これに対し、50歳以下では、37人のうち「知っている」は9人(約24%)、「歌える」は4人(約11%)で、実に8割が「カチューシャ」の存在自体を知らない。
ただし、60歳以上のほとんどが「カチューシャ」を知っているといっても、受容度には濃淡があり、筆者の予想は大きく裏切られた。
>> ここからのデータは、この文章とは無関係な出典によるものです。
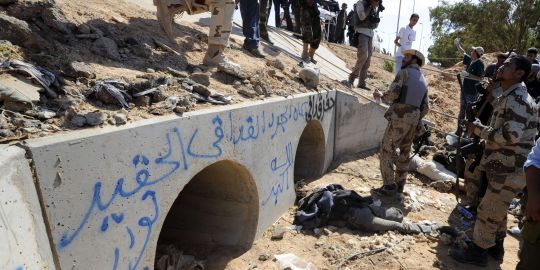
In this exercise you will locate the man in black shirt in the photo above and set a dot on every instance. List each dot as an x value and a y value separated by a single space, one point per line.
532 53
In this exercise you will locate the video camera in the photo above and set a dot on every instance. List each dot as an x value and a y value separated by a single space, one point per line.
381 7
374 16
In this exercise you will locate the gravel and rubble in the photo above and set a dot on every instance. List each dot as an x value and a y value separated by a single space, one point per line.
97 57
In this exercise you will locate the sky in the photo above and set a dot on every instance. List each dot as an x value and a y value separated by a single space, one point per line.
389 20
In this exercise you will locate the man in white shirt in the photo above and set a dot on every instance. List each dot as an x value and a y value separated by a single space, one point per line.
404 39
367 12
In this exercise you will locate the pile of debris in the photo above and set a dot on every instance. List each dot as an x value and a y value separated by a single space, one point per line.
58 69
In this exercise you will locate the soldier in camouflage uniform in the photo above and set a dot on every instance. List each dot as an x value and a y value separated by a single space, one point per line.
508 139
264 10
475 182
409 104
311 29
220 24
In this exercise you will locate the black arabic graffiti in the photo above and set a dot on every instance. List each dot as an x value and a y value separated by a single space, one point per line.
318 106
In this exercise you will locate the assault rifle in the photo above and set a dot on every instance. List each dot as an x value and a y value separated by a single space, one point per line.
421 140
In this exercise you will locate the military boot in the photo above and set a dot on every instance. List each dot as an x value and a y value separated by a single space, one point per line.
473 254
497 251
389 190
312 55
305 52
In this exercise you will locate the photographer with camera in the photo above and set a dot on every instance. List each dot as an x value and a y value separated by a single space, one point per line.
367 12
405 38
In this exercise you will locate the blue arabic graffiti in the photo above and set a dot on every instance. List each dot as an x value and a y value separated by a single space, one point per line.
148 172
282 170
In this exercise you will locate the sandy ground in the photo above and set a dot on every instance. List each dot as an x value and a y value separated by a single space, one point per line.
360 172
330 249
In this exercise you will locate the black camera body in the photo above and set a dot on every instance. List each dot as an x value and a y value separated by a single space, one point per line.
374 16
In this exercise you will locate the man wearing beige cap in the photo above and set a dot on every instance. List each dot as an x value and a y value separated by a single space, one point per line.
472 74
220 24
408 101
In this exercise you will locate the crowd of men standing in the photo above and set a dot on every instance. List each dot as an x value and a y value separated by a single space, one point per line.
508 163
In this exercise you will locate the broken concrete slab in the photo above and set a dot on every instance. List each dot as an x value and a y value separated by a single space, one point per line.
25 243
241 159
18 32
351 136
106 47
22 85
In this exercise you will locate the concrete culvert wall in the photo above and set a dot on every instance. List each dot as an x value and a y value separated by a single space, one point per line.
217 209
310 153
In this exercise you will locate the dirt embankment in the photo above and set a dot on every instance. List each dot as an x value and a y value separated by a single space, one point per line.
84 43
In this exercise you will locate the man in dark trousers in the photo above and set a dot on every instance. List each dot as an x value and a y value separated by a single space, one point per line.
249 10
340 25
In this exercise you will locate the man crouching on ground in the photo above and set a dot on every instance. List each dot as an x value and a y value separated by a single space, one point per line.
408 101
508 139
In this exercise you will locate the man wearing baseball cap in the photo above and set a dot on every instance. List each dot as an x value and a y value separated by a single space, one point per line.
472 74
408 101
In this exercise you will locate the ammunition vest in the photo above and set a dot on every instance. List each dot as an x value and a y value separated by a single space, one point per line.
367 23
414 89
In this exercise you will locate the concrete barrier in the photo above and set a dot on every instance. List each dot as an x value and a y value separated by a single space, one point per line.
360 124
23 238
210 179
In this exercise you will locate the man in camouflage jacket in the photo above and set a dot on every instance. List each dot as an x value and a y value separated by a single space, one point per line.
408 101
508 139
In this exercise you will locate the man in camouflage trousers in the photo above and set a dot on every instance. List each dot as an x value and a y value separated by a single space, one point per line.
264 10
220 24
311 29
409 104
508 139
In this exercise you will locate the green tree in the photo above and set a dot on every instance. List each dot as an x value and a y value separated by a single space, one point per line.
496 25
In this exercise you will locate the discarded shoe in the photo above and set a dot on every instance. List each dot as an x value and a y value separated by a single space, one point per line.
497 251
363 86
267 39
256 52
232 69
387 190
473 254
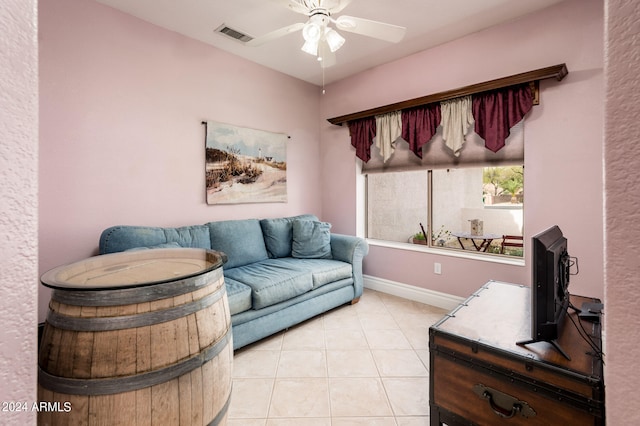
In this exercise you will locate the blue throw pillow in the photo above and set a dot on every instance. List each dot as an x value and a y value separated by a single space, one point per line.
278 234
311 240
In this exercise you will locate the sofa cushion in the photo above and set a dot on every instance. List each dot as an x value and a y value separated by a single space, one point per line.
323 271
271 281
278 234
121 238
311 240
240 240
238 295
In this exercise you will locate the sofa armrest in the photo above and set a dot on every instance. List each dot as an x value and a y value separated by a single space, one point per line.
348 248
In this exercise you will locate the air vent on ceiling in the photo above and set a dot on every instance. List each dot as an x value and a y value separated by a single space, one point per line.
234 34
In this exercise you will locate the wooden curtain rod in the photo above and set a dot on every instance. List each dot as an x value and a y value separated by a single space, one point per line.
557 71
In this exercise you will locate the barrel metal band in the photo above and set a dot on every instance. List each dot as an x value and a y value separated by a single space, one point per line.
110 386
122 296
133 321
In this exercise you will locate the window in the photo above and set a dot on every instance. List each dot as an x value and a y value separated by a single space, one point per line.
446 202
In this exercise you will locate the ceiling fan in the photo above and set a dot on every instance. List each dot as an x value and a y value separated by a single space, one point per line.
320 39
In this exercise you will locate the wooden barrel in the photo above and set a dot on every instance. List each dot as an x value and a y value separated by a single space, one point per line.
137 338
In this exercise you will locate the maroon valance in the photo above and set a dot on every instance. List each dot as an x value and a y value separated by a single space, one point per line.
495 112
362 132
419 125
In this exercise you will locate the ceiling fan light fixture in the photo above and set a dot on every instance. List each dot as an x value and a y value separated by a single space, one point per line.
334 40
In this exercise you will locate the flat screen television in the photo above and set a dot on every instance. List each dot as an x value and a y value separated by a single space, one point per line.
549 287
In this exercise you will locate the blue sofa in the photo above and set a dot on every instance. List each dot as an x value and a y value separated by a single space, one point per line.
279 272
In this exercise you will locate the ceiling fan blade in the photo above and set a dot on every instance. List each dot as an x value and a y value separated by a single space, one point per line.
259 41
341 5
328 57
375 29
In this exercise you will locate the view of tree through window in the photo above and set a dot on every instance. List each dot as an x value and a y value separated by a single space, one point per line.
458 209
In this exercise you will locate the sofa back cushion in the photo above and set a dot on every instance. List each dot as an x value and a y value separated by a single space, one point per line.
311 240
278 234
121 238
241 240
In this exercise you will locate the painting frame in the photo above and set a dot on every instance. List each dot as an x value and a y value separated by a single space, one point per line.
244 165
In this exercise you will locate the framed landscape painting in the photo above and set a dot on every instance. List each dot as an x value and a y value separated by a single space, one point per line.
244 165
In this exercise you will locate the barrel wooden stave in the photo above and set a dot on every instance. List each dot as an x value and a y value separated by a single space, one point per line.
199 396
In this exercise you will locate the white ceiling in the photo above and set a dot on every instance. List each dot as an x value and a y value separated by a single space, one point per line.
428 23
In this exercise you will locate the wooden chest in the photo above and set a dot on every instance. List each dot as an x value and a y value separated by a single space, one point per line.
479 376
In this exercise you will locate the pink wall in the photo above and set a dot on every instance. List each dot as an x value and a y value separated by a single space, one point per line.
622 210
18 207
121 104
563 169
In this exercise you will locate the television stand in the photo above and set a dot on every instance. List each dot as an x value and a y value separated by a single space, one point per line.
478 375
553 342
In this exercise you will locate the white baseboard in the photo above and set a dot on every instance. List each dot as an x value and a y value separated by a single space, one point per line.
422 295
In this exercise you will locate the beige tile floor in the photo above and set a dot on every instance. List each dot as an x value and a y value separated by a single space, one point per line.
365 364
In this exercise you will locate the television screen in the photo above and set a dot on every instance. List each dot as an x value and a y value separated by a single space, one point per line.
549 286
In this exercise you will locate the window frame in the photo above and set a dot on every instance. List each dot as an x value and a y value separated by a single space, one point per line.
363 225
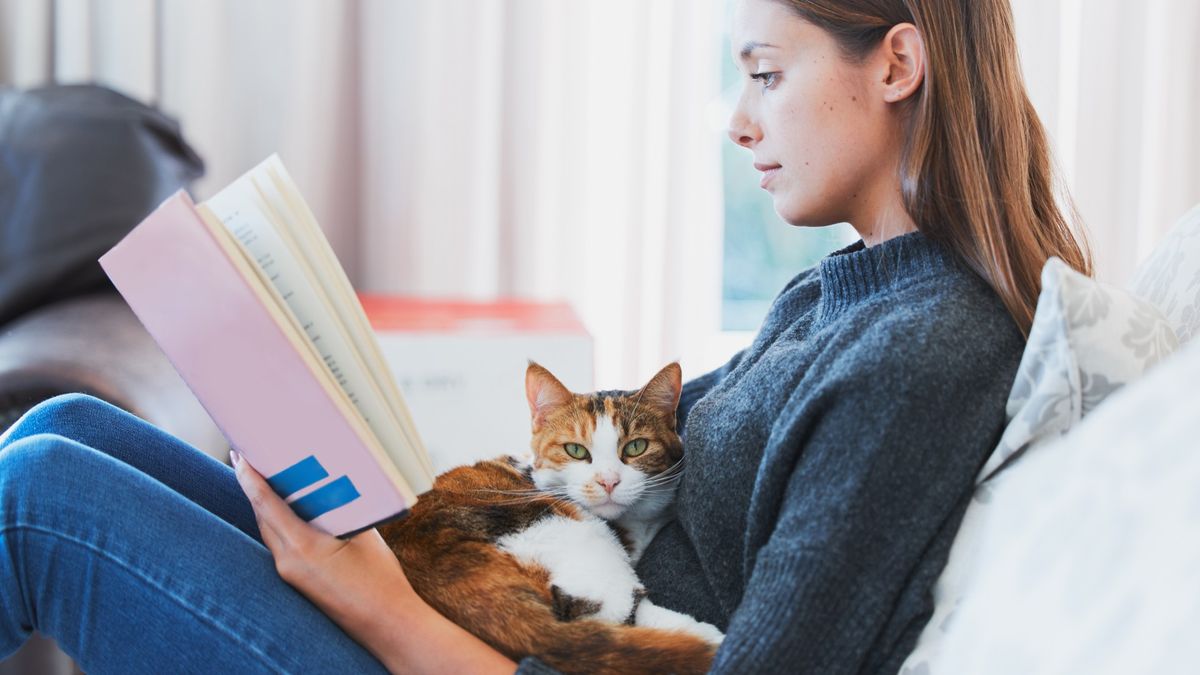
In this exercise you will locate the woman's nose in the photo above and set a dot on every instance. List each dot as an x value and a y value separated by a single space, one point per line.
742 131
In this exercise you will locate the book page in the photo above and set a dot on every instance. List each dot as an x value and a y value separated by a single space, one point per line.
295 215
270 302
245 214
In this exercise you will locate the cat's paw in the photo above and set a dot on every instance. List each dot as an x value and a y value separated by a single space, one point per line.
649 614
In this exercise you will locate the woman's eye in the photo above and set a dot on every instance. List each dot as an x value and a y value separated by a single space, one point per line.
766 78
576 451
635 448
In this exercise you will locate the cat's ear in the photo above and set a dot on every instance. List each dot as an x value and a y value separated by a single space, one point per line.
663 389
544 393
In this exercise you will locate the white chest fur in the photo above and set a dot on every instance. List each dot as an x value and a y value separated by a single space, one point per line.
585 559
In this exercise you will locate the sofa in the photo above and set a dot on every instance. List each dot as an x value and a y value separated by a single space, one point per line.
1079 551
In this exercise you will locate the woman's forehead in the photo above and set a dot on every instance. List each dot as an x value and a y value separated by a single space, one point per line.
768 28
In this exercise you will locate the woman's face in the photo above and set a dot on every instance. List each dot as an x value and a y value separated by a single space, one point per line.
816 118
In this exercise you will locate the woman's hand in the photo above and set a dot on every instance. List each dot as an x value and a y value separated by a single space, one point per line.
360 585
357 581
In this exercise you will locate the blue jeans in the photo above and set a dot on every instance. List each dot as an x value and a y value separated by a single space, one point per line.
138 553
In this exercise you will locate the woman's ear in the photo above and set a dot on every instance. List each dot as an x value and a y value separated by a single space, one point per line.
903 61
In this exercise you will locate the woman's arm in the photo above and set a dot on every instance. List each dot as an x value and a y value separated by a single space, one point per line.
849 542
360 585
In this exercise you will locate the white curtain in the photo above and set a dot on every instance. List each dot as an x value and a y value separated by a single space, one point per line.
569 149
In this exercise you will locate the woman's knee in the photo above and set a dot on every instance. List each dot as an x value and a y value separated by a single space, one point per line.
36 463
59 413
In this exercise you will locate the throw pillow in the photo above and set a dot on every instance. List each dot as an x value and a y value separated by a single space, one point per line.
1170 278
1087 340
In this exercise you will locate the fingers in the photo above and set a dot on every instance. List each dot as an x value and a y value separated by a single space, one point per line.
281 527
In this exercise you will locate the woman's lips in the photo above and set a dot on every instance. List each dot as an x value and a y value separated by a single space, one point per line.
767 174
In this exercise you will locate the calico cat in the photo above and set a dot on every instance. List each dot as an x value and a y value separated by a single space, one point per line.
535 556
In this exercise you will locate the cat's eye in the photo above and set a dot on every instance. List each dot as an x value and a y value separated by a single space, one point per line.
576 451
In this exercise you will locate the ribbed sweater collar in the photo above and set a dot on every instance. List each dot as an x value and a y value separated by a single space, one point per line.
857 272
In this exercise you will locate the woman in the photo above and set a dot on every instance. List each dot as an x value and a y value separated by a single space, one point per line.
829 463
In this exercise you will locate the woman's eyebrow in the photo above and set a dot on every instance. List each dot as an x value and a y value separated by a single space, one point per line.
749 47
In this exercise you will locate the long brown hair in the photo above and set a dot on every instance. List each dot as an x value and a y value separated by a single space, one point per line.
976 172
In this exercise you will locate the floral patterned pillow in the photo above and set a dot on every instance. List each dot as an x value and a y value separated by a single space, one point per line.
1170 278
1087 340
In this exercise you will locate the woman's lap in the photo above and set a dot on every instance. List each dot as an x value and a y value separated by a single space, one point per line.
147 560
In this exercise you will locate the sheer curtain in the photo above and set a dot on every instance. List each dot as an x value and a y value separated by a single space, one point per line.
569 149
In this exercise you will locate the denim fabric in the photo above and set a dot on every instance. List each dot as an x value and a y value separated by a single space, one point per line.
139 554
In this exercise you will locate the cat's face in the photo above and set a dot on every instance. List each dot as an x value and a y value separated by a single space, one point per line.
609 452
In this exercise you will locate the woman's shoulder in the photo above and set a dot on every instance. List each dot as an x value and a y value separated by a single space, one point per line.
953 324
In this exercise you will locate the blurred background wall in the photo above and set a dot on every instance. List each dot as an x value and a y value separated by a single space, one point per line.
573 149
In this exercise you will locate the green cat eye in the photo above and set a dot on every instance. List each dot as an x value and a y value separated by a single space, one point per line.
576 451
635 448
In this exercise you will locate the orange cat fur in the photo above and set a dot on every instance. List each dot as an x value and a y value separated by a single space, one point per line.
527 556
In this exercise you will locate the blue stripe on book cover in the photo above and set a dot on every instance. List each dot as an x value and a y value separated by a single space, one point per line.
298 477
325 499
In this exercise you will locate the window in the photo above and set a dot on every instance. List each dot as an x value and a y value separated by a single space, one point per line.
761 252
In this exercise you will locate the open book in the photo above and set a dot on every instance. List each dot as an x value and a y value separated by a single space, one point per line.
245 297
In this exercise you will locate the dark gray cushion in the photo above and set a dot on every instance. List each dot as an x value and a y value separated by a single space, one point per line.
79 166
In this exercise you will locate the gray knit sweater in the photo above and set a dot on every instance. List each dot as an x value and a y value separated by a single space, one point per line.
829 464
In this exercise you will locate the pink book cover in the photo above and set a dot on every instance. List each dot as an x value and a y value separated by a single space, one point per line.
246 374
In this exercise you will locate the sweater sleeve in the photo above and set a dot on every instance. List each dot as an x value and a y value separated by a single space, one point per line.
883 457
695 389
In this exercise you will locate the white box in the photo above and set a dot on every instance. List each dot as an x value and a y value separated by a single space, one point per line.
461 368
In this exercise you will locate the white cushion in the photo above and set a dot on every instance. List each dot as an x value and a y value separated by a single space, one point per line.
1170 278
1092 545
1087 340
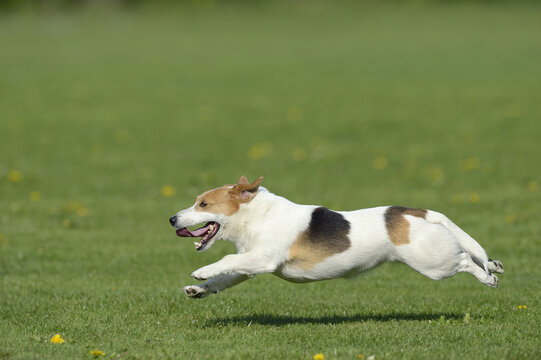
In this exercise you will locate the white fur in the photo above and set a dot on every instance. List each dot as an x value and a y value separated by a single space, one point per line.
264 229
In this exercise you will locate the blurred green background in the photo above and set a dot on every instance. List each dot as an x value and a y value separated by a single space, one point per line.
113 116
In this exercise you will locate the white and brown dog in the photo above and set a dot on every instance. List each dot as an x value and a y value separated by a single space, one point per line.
303 243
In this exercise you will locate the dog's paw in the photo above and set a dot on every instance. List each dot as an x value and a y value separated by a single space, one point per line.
494 282
495 266
196 291
202 274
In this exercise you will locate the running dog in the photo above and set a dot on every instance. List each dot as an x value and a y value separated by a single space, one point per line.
301 243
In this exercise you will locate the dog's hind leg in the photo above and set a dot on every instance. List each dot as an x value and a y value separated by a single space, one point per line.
466 264
495 266
214 285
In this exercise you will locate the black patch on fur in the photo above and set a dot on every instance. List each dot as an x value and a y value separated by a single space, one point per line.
328 230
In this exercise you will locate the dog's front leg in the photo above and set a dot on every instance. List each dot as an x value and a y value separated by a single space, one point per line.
214 285
249 263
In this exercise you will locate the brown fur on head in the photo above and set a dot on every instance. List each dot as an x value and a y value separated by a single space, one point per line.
227 199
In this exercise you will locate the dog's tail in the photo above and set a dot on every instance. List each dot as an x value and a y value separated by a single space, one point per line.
466 242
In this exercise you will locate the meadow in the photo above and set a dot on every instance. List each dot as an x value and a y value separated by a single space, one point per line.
112 120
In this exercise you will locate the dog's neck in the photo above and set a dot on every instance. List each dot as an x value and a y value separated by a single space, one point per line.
242 228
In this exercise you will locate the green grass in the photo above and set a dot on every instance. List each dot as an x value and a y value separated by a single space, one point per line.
428 105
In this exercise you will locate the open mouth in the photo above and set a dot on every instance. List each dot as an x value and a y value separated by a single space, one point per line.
206 233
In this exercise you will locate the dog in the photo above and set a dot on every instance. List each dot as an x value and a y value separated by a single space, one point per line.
302 243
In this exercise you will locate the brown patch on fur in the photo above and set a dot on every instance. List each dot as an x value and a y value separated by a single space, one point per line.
218 201
326 235
397 225
227 199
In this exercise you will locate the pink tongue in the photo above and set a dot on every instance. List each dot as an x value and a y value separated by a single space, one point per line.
196 233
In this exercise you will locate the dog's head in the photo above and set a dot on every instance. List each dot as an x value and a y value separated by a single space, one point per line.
214 208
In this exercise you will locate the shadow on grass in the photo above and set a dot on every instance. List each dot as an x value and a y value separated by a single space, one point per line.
282 320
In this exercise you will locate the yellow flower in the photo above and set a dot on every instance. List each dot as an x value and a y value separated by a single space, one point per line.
298 154
294 114
15 176
474 198
513 111
122 136
380 163
532 186
167 190
260 150
436 174
82 211
35 196
510 218
472 163
57 339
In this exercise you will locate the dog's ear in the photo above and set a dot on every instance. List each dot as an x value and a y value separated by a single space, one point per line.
246 192
243 180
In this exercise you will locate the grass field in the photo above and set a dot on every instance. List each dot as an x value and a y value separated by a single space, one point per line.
111 121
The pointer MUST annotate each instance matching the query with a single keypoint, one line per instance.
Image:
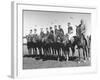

設問3(「カチューシャ」は軍歌であった)を知っていたのは、60歳以上だと67人中10人(約15%)、設問4(ソ連製ロケット砲の愛称)を知っていたのは67人中7人(約10%)、で「カチューシャ」を知っている人々のあいだでも、ほとんどが「初耳」であった。
以上を整理すると、次のようになる。
・60歳以上は「カチューシャ」を「ほぼ知っている」のに対して、50歳以下は「ほぼ知らない」
・「知っている人」でも、この歌の「正体」である、「愛国歌」であり、兵器の愛称でもあることを「ほぼ知らない」
・もともと「知らない人」はこの歌の「正体」にはさっぱり関心がない。
ここから浮かび上がってくるのは、「カチューシャ」という歌の認知と受容をめぐる日本とロシアの大いなるギャップである。すなわち――
「カチューシャ」を愛唱しつつ、それを最強の兵器の愛称にもするロシア。そこには、今回のウクライナ侵攻へとつながるロシアの人々の戦争観とその内奥にある心情が深くかかわっている。かたや、「カチューシャ」を青春時代の懐かしのラブソングとしてのみ記憶して、それがウクライナで今も多くの人々殺傷している兵器の愛称でもあったことを知らない日本人。
このギャップにこそ、ロシアのウクライナ侵攻をどう読み解き、それにいかに対処すべきなのかへと向かうための想像力の欠如のみなもとがある。